The methods outlined above will be employed to model both the reactor unit of the benchmark Tennessee Eastman Process (TEP) and the adsorption step of a PSA process for post-combustion carbon capture. TEP is a complex process consisting of different unit operations used for testing and validating control and optimization algorithms. In this work, only the reactor unit is considered for modeling but the process can be extended to data from other unit operations. Time series data from the reactor unit of the TEP can be modeled using PI-NARX and PI-RNN models. PSA is a complex nonlinear cyclic process that is used to separate a mixture of gases using an adsorbent material. Data from PSA is also obtained as a time series, and each step of PSA in a cycle can also be considered as a batch process. The improved performance of employing a recurrent model over conventional PINN will be demonstrated. To demonstrate the utility of the models for parameter estimation, it will be assumed that complete knowledge about the process parameters is unavailable. Consequently, the parameters will be estimated while training the model using simulation data. Moreover, the use of PI-NARX and PI-RNN models for model updating and maintenance will also be showcased. This will involve considering an evolving parameter, such as the activation energy of reaction in the TEP reactor and adsorption isotherm parameters for PSA. The changes in model predictions will be monitored using residual values, by comparing them with the base value. Once a threshold value is breached, model re-training will be triggered, estimating the changed parameter in the process.

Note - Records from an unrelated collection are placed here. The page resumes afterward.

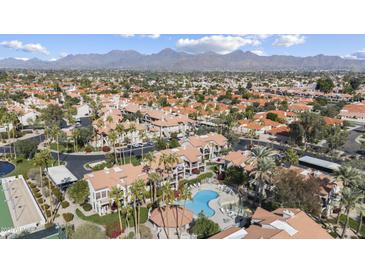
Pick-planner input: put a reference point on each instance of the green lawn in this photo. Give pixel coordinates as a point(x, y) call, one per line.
point(111, 218)
point(6, 221)
point(55, 236)
point(22, 168)
point(353, 224)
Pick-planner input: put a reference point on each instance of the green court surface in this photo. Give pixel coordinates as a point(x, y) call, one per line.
point(5, 218)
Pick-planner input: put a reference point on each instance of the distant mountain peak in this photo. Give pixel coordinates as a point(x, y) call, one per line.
point(171, 60)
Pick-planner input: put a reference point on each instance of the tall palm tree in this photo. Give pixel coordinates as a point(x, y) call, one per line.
point(55, 132)
point(121, 131)
point(131, 129)
point(168, 160)
point(75, 136)
point(42, 159)
point(138, 193)
point(262, 176)
point(361, 209)
point(116, 194)
point(167, 199)
point(113, 138)
point(15, 123)
point(127, 213)
point(185, 194)
point(350, 198)
point(260, 152)
point(349, 177)
point(154, 178)
point(143, 135)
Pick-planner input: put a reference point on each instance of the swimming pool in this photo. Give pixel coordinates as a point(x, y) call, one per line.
point(6, 167)
point(200, 202)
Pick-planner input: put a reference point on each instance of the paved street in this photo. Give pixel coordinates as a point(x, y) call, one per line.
point(75, 163)
point(351, 146)
point(245, 142)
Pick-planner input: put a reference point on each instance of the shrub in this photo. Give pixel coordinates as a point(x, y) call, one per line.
point(68, 217)
point(87, 207)
point(113, 230)
point(65, 204)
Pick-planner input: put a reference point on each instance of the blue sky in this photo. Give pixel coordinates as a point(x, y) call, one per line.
point(50, 47)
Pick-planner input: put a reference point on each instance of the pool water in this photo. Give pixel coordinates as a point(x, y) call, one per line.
point(200, 202)
point(6, 167)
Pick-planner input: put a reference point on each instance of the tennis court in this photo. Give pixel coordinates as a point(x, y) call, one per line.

Model validation and updating is conducted on the adsorption step of a four-step PSA for post-combustion carbon capture using conventional PINN. It is assumed that the parameter bed voidage changes over time, causing a deviation in model predictions. The residual loss is used to monitor the process and the model is updated once a threshold is reached. Results are plotted in the figure for monitoring the gas phase composition of carbon dioxide measured at the outlet of the bed (x = L, where L is the bed length) and at the end of the adsorption step (t = tads where tads is the adsorption time). It can be seen that the updated PINN tracks the parameter changes and improves model predictions. In this work, PI-NARX and PI-RNN will be used instead of conventional PINNs, and their utilities for reactors and PSA will be demonstrated.

References

[1] N. Sharma and Y. A. Liu, “A hybrid science-guided machine learning approach for modeling chemical processes: A review”, AIChE Journal, vol. 68, issue 5, p. 1-19. 2022.

[2] E. Gallup, T. Gallup and K. Powell, “Physics-guided neural networks with engineering domain knowledge for hybrid process modeling”, Computers & Chemical Engineering, vol. 170, p. 108111. 2023.

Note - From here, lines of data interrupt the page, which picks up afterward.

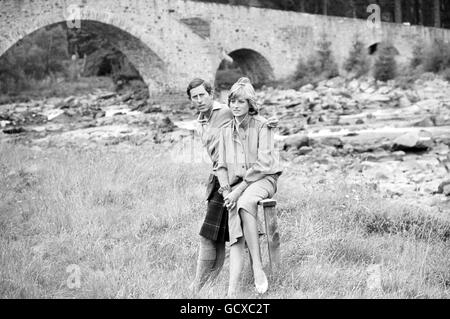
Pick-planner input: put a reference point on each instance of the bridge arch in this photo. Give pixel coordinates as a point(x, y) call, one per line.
point(243, 62)
point(123, 36)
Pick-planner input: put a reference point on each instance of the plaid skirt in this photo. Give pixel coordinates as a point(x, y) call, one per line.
point(215, 225)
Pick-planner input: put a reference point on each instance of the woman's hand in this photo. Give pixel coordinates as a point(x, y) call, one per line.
point(231, 198)
point(272, 122)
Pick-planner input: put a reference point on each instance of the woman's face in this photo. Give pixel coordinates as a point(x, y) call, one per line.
point(239, 107)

[3] S. G. Subraveti, Z. Li, V. Prasad and A. Rajendran, “Physics-Based Neural Networks for Simulation and Synthesis of Cyclic Adsorption Processes”, Ind. Eng. Chem. Res., vol. 61, no. 11, p. 4095–4113. 2022.

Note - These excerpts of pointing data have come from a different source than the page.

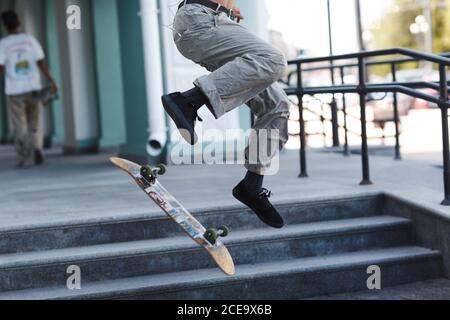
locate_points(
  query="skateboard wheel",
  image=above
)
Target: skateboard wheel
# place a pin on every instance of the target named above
(211, 235)
(162, 169)
(225, 231)
(146, 171)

[4] S. G. Subraveti, Z. Li, V. Prasad and A. Rajendran, “Can a Computer “Learn” Nonlinear Chromatography?: Experimental Validation of Physics-Based Deep Neural Networks for the Simulation of Chromatographic Processes”, Ind. Eng. Chem. Res., vol. 62, no. 14, p. 5929–5944. 2023.

[5] Y. Zheng, C. Hu, X. Wang and Z. Wu, “Physics-informed recurrent neural network modeling for predictive control of nonlinear processes”, Journal of Process Control, vol. 128, p. 103005. 2023.

[6] M. Raissi, P. Perdikaris and G. E. Karniadakis, “Physics-informed neural networks: A deep learning framework for solving forward and inverse problems involving nonlinear partial differential equations”, Journal of Computational Physics, vol. 378, p. 686-707. 2019.